AI adoption across an organization requires a collaborative and holistic approach to planning –the key focus should be on infrastructure suitability and whether upgrades offer a worthwhile return on investment.

Why AI needs to be on the table

AI does not comprise a single workload or use case; it encompasses a range of tasks, from routine inferencing to complex, data-intensive model training. It has become a vital tool for many organizations across industries and redefine operations through enriching decision-making, improving customer experiences, enabling new product development, and bolstering risk management.

This wide range of AI applications calls for varying infrastructure setups, making it essential for enterprise architecture teams to adopt a balanced approach that is customized for a specific purpose.

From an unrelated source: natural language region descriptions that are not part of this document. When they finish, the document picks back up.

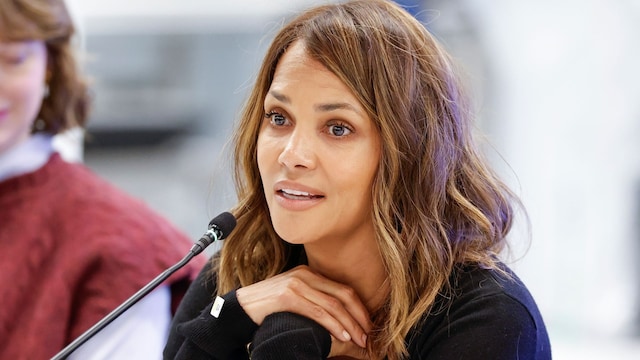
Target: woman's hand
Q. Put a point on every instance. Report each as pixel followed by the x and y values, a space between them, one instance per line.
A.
pixel 346 350
pixel 300 290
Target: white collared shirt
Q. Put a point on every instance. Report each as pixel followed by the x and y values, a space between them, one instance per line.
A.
pixel 139 333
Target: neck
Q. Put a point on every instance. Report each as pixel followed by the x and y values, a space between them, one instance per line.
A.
pixel 357 264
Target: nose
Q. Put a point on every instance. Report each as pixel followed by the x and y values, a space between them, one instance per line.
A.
pixel 298 152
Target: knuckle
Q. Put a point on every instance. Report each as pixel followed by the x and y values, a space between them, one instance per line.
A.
pixel 317 312
pixel 333 303
pixel 294 283
pixel 348 292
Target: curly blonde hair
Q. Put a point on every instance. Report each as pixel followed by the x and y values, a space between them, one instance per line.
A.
pixel 436 202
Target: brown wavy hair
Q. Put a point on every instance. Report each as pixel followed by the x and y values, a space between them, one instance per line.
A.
pixel 49 21
pixel 437 204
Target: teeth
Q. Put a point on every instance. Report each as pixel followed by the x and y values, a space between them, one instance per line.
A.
pixel 295 192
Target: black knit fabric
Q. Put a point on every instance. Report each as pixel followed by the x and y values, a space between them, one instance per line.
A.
pixel 485 316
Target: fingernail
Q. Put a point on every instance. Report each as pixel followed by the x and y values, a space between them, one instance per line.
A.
pixel 346 335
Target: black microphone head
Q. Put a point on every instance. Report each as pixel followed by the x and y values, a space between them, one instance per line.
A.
pixel 223 224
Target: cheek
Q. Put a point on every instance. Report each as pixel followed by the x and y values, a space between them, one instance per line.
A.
pixel 264 154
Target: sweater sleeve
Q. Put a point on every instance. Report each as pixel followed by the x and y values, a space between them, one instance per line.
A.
pixel 487 320
pixel 288 336
pixel 196 334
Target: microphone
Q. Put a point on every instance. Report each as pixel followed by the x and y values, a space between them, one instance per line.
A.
pixel 218 229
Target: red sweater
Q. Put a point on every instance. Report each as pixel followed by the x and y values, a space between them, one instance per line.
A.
pixel 72 248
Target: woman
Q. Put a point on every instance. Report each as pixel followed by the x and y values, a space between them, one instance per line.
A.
pixel 368 224
pixel 72 247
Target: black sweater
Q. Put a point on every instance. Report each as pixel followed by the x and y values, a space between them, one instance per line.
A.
pixel 487 317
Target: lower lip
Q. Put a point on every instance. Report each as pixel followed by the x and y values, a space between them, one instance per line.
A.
pixel 296 204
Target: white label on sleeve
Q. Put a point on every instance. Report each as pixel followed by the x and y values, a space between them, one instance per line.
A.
pixel 217 306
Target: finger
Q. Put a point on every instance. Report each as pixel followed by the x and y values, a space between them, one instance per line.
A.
pixel 325 310
pixel 291 292
pixel 348 349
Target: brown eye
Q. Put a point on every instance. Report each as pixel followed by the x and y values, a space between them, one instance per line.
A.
pixel 277 119
pixel 339 130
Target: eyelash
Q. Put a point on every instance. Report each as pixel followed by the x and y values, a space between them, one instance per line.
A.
pixel 269 115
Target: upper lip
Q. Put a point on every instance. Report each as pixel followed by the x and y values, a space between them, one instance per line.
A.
pixel 290 185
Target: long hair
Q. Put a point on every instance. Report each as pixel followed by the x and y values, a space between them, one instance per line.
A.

Our survey found a median of 125 models in use and more than a petabyte of data required to train those models in aggregate – and most expect workload requirements to increase. In this environment of AI workload expansion, infrastructure is emerging as a critical bottleneck.

Infrastructure is crucial for successful AI implementation

Essential ingredients for supporting AI include high-powered computing, efficient data handling, and reliable networking. But not every AI workload demands the same level of resources. Oftentimes, general-purpose processors (CPUs) can manage smaller AI workloads, while more specialized applications – like large-scale training models – require advanced accelerators (e.g., GPUs).

As AI workloads continue to proliferate, businesses need to emphasize the need for cost-effective infrastructure strategies given the substantial amount of energy used by data centers operating AI workloads. Enterprise architecture teams should select energy-efficient processors, invest in cooling solutions, and implement sustainable practices to help manage operational costs.

A robust AI infrastructure needs visibility into compute, storage, and networking resources. I&O teams will have to be responsible for equipping data centers with observability tools to help the business understand usage patterns and help ensure the infrastructure can scale as AI demands grow.

The cornerstones of an AI-ready infrastructure

Enterprises should take a pragmatic approach to creating an infrastructure environment that fits the evolving needs of their AI workloads by considering the following three-pillar framework designed to enhance data center efficiency and performance without the need for extensive new infrastructure:

  1. Modernize: Replace outdated servers with newer, more efficient systems to maximize space and energy savings. For instance, the new “Zen 5” core architecture, provides up to 17% better instructions per clock (IPC) for enterprise and cloud workloads and up to 37% higher IPC in AI and high-performance computing (HPC) compared to “Zen 4.”
  2. Utilize a hybrid cloud strategy: For workloads that vary in intensity and scale, virtualized and containerized environments provide a flexible solution. By leveraging both private and hybrid cloud strategies, enterprises can scale AI applications while avoiding unnecessary resource allocation.
  3. Invest in balanced accelerator resources: Organisations should right-size their investments in coprocessors (GPUs) to match specific workload needs. Pairing accelerators with capable CPUs helps ensure maximum performance without breaking the bank.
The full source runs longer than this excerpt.